When the request comes into Caddy, we make a copy of the original URL and store it in the request context so it can be accessed with placeholders like {http.request.orig_uri}. Then any rewrite modifies the current path in-place.

The try_files directive does not rewrite unless the tried path exists on disk, so it’s often a no-op. Using {path} as the first term usually allows for short-circuiting try_files if the path does indeed exist already on disk. A non-parameterized try like /index.html can act as a fallback as long as that file does indeed exist (you shouldn’t configure that unless you know you do have that file obviously), usually set as the last thing to try.

handle blocks are mutually exclusive from eachother, so if one matches others won’t also run. In the adapted JSON config, you see that as group, so only the first matched subroute in a group will run.

Also the middleware chain is two-way, so some handlers operate on the way in and some on the way out. For example encode operates on the way in and out; in to look at the request headers to consider which encodings it can use, then out to actually transform/compress the response body. Some are terminal handlers like file_server so it terminates the middleware chain by writing a response then makes it go back out (up the chain). So reading the JSON config, consider it first top-down, then again bottom-up. Most handlers like rewrites have no effect on the way up.

jmandel · May 12, 2023, 6:38pm

Thanks so much for the review – it’s incredibly helpful.

After running “caddy adapt --pretty” and seeing what looked like the right logic (__default paths tried before master paths) I realize that the resulting behavior was still not right. I want to use files from “__default” if they exists, and fall back to “master” or “main” if no “__default” exists. The following seems to accomplish it:

	handle @ig {
		import tryall /ig/{re.ig.org}/{re.ig.repo}/branches/main/{re.ig.rest}
		import tryall /ig/{re.ig.org}/{re.ig.repo}/branches/master/{re.ig.rest}
		import tryall /ig/{re.ig.org}/{re.ig.repo}/branches/__default/{re.ig.rest}
	}

… but this is backwards from what I would have expected – i.e. putting __default last causes it to “try to match” first, from my testing. Is that right?

And technically I don’t want this logic at the file level – if __default is present and a file exists in master but not __default, I’d like to return a 404.

francislavoie · May 12, 2023, 6:50pm

No, they’re tried in the order they appear in the config.

Uh, that sounds very complicated… You might be better served by writing your own Caddy plugin to do this instead, since you’d have direct access to the request and you can write the conditions you want as actual code.

I can’t really conceptualize what you’re trying to do here, there’s too many vectors to this than I can really spend time thinking about right now.

jmandel · May 12, 2023, 7:35pm

Thanks again! The complexity is short term while we make some infrastructure transitions.

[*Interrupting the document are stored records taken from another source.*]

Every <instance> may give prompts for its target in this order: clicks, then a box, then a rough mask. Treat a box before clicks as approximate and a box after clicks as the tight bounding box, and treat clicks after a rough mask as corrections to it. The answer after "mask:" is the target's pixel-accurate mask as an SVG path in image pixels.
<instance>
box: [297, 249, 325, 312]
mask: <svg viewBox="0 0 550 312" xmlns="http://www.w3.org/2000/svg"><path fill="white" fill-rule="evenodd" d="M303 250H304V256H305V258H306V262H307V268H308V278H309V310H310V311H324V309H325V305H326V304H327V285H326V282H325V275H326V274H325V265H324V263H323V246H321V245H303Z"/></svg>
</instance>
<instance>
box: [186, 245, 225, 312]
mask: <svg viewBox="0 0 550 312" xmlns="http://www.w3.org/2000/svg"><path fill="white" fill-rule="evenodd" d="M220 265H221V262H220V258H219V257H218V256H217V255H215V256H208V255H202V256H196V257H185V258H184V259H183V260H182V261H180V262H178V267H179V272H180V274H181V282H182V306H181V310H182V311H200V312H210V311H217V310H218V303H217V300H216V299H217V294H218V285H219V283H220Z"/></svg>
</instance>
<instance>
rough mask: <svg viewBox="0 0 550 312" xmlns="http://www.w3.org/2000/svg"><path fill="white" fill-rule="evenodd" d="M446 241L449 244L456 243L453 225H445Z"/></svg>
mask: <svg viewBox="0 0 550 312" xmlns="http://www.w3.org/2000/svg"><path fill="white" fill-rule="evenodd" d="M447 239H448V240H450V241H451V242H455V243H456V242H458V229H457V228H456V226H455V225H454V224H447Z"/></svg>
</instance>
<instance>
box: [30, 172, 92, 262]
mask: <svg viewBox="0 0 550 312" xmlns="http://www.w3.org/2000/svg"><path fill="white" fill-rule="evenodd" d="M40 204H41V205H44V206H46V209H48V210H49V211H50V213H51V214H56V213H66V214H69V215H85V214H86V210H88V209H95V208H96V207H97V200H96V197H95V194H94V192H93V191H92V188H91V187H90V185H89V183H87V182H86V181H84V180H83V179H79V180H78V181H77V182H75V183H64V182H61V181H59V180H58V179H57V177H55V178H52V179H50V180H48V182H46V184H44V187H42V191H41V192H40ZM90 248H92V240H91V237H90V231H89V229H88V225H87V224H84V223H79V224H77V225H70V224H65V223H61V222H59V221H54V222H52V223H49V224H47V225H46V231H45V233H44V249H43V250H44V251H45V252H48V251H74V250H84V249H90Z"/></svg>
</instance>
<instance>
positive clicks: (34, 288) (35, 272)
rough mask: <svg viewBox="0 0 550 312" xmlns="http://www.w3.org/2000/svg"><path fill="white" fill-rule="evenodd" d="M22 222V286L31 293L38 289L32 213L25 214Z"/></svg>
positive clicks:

I figured out why I’m seeing “backwards order” matching: each tryall block executes in turn comparing the same regexp results to the filesystem. So the last one to match will perform a rewrite that clobbers any previous rewrites. I could make these exclusive blocks to avoid this behavior, but now that I understand the behavior it’s manageable.

francislavoie · May 12, 2023, 7:51pm

Yeah, that’s another reason why I suggest doing a single try_files directive instead of multiple in series, because it would avoid that problem.

system · June 11, 2023, 7:51pm

This topic was automatically closed 30 days after the last reply. New replies are no longer allowed.